The most important finding of this research, however, was that the vast majority of employees (92%) said they believe it’s the organization’s job to secure remote working, yet over two-fifths (42%) claimed current security policies make it difficult to do their job.
In short, employees believe that it is their employers’ responsibility to show them how to stay safe when working remotely, and how to store their data securely when doing so. Yet, many of these same employees are frustrated at the security policies that their employers have put in place to protect them and their data.
These data also point to a deeper truth. This is what companies need to strike a balance between allowing their workers to work remotely – and giving them the tools to do so – whilst also ensuring that they don’t grant inappropriate access to remote machines.
In reality, many of these problems are caused by the fact that remote working systems are often deployed ‘on top’ of legacy systems that are not designed to be worked in this way. When granting an employee remote access to simple software tools, such as digital marketing tools, timesheet management software, or even simple blogging platforms, for instance, companies generally use remote desktop clients. The problem with doing this is that, if an employee’s remote desktop session is hijacked, a hacker is going to have access to all of the information stored on the corporate machine.
The solution to this problem is to compartmentalize systems and to move as many systems as possible to cloud models. This is, in fact, a huge growth sector within the cybersecurity marketplace, which is quickly transitioning from large service contracts to more SaaS-like business models, offering huge benefits in terms of accessibility. Employees working remotely can access SaaS products without the need to expose an entire corporate network.
Compartmentalization should take place at every level. Corporate systems should be locked down so that hackers cannot move laterally between them. Cloud storage should be implemented in a secure way by using secure alternatives to Dropbox (which is still the most popular small-scale cloud storage solution). Some companies take this approach even further, and create a separate remote working network that contains the data required by employees when they are off-site, but does not permit access to critical systems.

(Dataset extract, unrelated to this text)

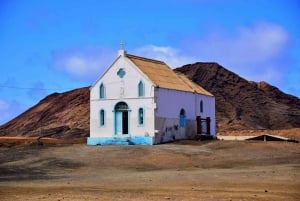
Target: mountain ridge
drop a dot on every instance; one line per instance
(240, 105)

Segmenting IT systems in this way also has many other benefits. Because employees (whether working remotely or not) access the various parts of a corporate system independently of each other, the chances of a hacker being able to compromise the whole system are greatly reduced. As Capita IT & Networks’ head of workspace and collaboration, Ian Hart, put it to InfoSecurity Magazine:
“By replacing traditional desktops and applications with a more user-centric and modern IT environment, organizations can have better control over the sensitive material they need to protect, while, allowing employees to work more flexibly and safely from any location.”
The Bottom Line
In short, remote working remains a major source of vulnerability for companies. That said, the productivity boost that it affords means that it remains attractive for many. Addressing these security risks need not be hard, but does require that companies take the time to transition from legacy systems that are not designed to be operated from remote machines.
Often, even a little extra effort can go a long way. If you can make your systems even slightly harder to crack than those of your competitors, this is commonly enough for a hacker to move on in search of a ‘softer’ network to compromise.